Minn. Stat. § 480A.08, subd. 3 (2002).






Gregory J. Padden, petitioner,





State of Minnesota,



Filed July 22, 2003


Harten, Judge


Pine County District Court

File No. K5-97-1086


Gregory J. Padden, #192449, 1000 Lakeshore Drive, Moose Lake, MN 55767 (pro se appellant)


Mike Hatch, Attorney General, 525 Park Street, Suite 500, St. Paul, MN 55103; and


John K. Carlson, Pine County Attorney, 315 Main Street South, Pine City, MN 55063 (for respondent)


            Considered and decided by Minge, Presiding Judge, Harten, Judge, and Stoneburner, Judge.

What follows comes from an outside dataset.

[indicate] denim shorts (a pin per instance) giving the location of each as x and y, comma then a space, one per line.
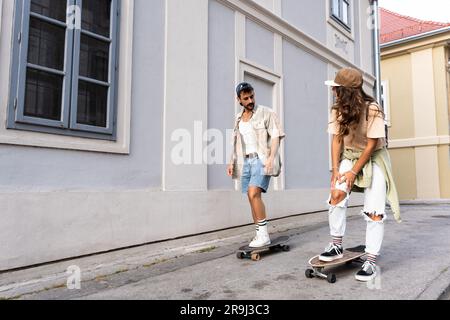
253, 175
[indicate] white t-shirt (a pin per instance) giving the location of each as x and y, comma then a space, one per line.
248, 137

U N P U B L I S H E D   O P I N I O N




The district court denied appellant’s petition for postconviction relief on the ground that all the arguments appellant raised had been previously raised on direct appeal and decided by this court.  Appellant, acting pro se, challenges the denial; respondent State of Minnesota takes no part in this appeal.  We affirm.



Appellant Gregory Padden pleaded guilty to first-degree manslaughter.  At the sentencing hearing, the district court denied his request to withdraw his plea.  State v. Padden, No. C1-98-1709 (Minn. App. 18 May 1999), review denied (Minn. 28 July 1999), reversed that denial on the ground that appellant’s plea was involuntary.  On remand, appellant again pleaded guilty and was sentenced to the guidelines presumptive sentence of 122 months.

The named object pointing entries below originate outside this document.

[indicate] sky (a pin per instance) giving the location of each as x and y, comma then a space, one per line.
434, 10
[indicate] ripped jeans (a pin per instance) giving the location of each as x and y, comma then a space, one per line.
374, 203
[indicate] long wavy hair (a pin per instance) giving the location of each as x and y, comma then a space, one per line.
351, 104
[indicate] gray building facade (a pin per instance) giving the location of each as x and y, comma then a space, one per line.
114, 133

Appellant then challenged his sentence.  State v. Padden, No. C7-00-727 (Minn. App. 19 December 2000), review denied (Minn. 13 March 2001), affirmed it, rejecting appellant’s arguments that he was entitled to a downward departure because (1) his victim was the aggressor; (2) he is of low mental capacity; (3) he was acting in self-defense; and (4) he was remorseful.  Using the same four arguments, appellant petitioned for postconviction relief.  He now challenges the denial of that petition.

 “The decisions of a postconviction court will not be disturbed unless the court abused its discretion.”  Dukes v. State, 621 N.W.2d 246, 251 (Minn. 2001) (citation omitted).

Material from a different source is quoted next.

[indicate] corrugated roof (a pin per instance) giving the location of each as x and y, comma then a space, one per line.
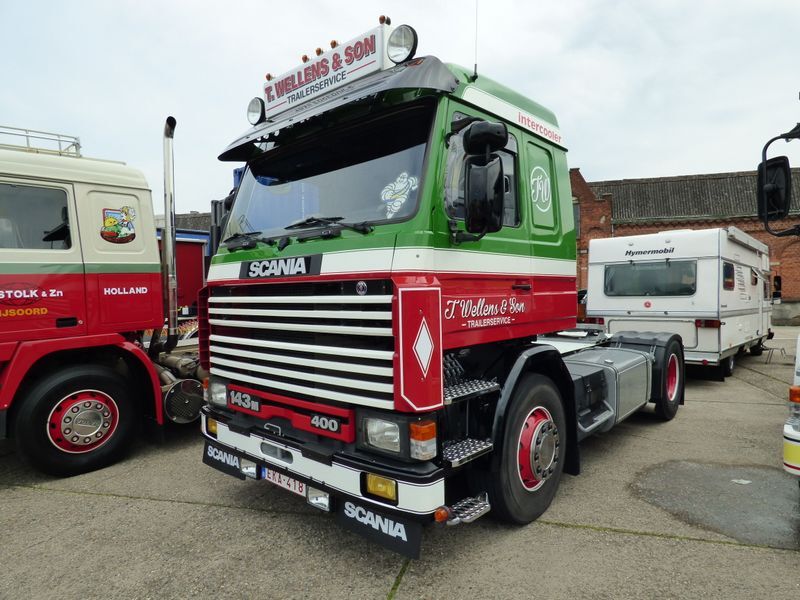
687, 197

              Once a direct appeal has been taken, [appellate review of postconviction proceedings] will not consider matters that were raised on direct appeal or claims known at that time but not raised.


Sanders v. State, 628 N.W.2d 597, 600 (Minn. 2001) (citations omitted).       

During the hearing, the postconviction court asked appellant three times if he had any new information.  Appellant related some of the criminal activity of the victim, and the court asked what that had to do with appellant taking the victim’s life.  Appellant answered that it “will go to show * * * the violent tendency of [the victim].”  The court replied,

Which was argued and was argued not only in your sentencing but it was also argued on appeal, that issue, okay, and the Court has already—the upper court, the higher court has already ruled on that.


The postconviction court then asked appellant again for his new information and how it related to his case.  Appellant read a lengthy prepared statement that reiterated the alleged criminal activities of the victim and finished with an account of the incident during which appellant shot the victim.  When the postconviction court said that it had already heard that information, appellant repeated his arguments for a downward departure:

One, victim was the aggressor;

Two, the offender happened – the offense happened at my home;

Three, I was lacking a substantial capacity for judgment;

Four, self-defense.


When appellant had finished his presentation, the postconviction court said, 

I’ve heard what you’ve presented to me in writing.  I’ve heard your argument beyond that.  I’ve reviewed the files.  I’ve reviewed that which you had prepared for your motions.  * * *  I’ve heard you may have some nuances that were a little bit different from what I had heard in the original sentencing * * * but I don’t find any new information that wasn’t presented, either by yourself or your attorneys or your witnesses, that would grant you the relief you’re seeking so I have to deny that.


In his brief at 12, appellant asserts that the district court, this court, and the supreme court all failed to address the mitigating factors that warrant a downward departure.  But see State v. Padden, No. C7-00-727 (Minn. App. 19 December 2000), review denied (Minn. 13 March 2001) (rejecting appellant’s claims of mitigating factors).  The postconviction court did not abuse its discretion in denying appellant’s petition for postconviction relief.